The data file is updated every 5 minutes (approximately) during live matches.
Mike Riordan called this cool. Therefore, success is imminent if not already achieved.
To use the data in your app, you can use this link:
https://raw.githubusercontent.com/broeneatsdinner/fifa-worldcup-JSON/master/data/world-cup-2018.json
Updated every 5 minutes
fifa-worldcup-JSON stems from an idea originally found over at Martin Århof's (lsv) "fifa-worldcup-2018" project. The structure of the JSON data is largely the same, with a few exceptions noted below. Expanding on the structure of the data, I wanted to build a friendly robot (scraper) that waits for games to start and then goes out into the world on a headless browser to "watch" every game, recording the statistics it finds into a JSON file.
The result of the robot's findings is a JSON file that sits in this GitHub repository, automatically being updated every 5 minutes (or so) during live matches. The data in the JSON file (listed above, and here) can be polled repeatedly by your own application, so you can use it either as a backend for your own API, or you can read through it in a human-like fashion to see the latest World Cup stats.

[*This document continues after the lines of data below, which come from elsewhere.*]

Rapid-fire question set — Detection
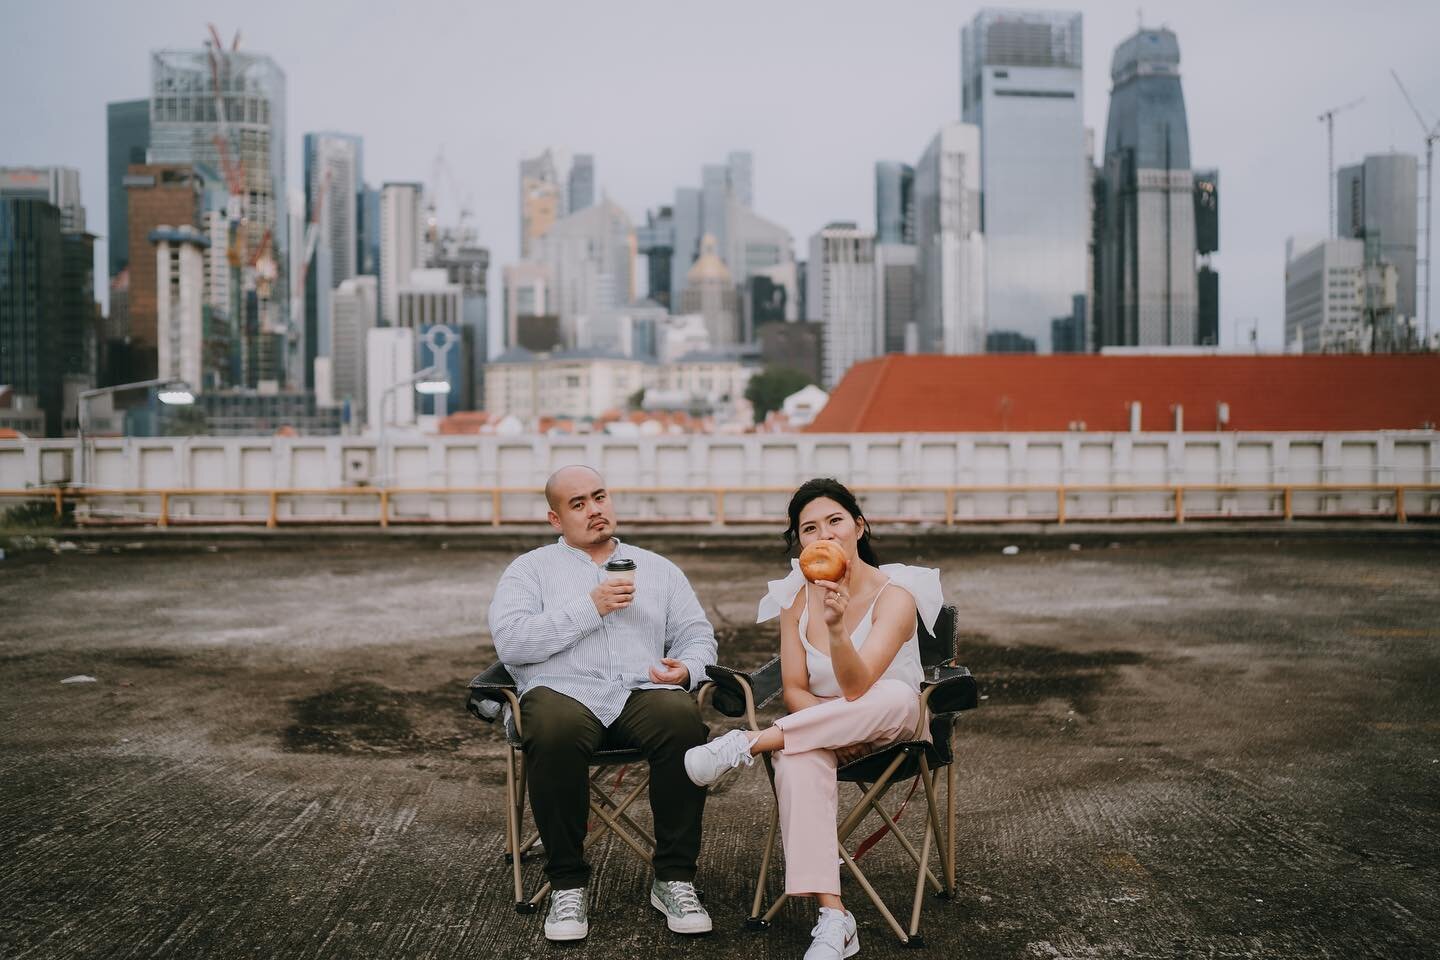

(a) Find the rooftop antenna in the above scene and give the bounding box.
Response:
[1391,69,1438,345]
[1317,97,1365,237]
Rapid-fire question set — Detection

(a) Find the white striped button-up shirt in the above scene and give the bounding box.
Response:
[488,537,717,726]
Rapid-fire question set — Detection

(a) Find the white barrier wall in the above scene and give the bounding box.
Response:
[1,432,1437,524]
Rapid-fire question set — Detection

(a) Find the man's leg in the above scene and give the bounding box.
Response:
[519,687,605,889]
[608,688,709,881]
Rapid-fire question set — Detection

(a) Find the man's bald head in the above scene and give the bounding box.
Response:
[544,465,605,511]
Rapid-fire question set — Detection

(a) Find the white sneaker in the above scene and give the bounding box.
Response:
[683,728,757,787]
[650,879,713,934]
[804,908,859,960]
[543,887,588,941]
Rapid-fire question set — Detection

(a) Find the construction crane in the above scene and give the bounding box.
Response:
[1392,69,1439,346]
[1318,97,1365,238]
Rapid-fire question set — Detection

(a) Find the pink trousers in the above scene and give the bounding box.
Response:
[770,678,922,896]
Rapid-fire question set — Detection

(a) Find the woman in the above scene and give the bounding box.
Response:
[684,478,942,960]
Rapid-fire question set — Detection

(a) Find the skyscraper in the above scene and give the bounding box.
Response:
[637,206,675,309]
[808,223,878,387]
[568,154,595,213]
[147,46,287,326]
[875,161,915,246]
[962,9,1086,353]
[1095,28,1198,348]
[519,148,594,257]
[530,199,634,346]
[875,242,917,353]
[727,151,754,209]
[380,182,424,327]
[0,167,85,232]
[106,100,149,277]
[1338,153,1418,324]
[151,226,209,391]
[670,187,703,305]
[122,164,205,381]
[330,275,377,425]
[0,200,63,435]
[914,123,986,355]
[302,132,362,388]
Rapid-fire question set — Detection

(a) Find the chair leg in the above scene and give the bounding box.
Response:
[946,755,958,894]
[749,790,781,928]
[838,844,909,944]
[504,746,528,911]
[864,790,943,893]
[921,759,956,903]
[908,820,934,941]
[590,770,657,850]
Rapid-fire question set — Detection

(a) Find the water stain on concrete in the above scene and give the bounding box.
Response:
[957,631,1144,714]
[282,682,427,755]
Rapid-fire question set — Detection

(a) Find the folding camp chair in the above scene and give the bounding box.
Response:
[465,663,714,914]
[704,604,977,947]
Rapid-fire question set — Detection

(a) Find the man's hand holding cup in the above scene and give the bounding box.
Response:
[592,557,636,616]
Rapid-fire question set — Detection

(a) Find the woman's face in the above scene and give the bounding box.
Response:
[796,496,865,559]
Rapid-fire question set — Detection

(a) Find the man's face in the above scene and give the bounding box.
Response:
[547,469,618,547]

- Update a JSON file with the latest World Cup scores
- Refresh the JSON every five minutes
- (Randomly throttled so that the various websites our "robot" visits don't ban us for scraping)
- Only perform refreshes during game times (all times will be in UTC)
- Don't sacrifice readability for the sake of saving a few bytes' data transfer. The JSON should be human-readable without having to look up id's and do computer(y) things like cross-referencing winners and losers.
- Script to:
- Check current time on machine
- Compare current time to game start times (both in UTC)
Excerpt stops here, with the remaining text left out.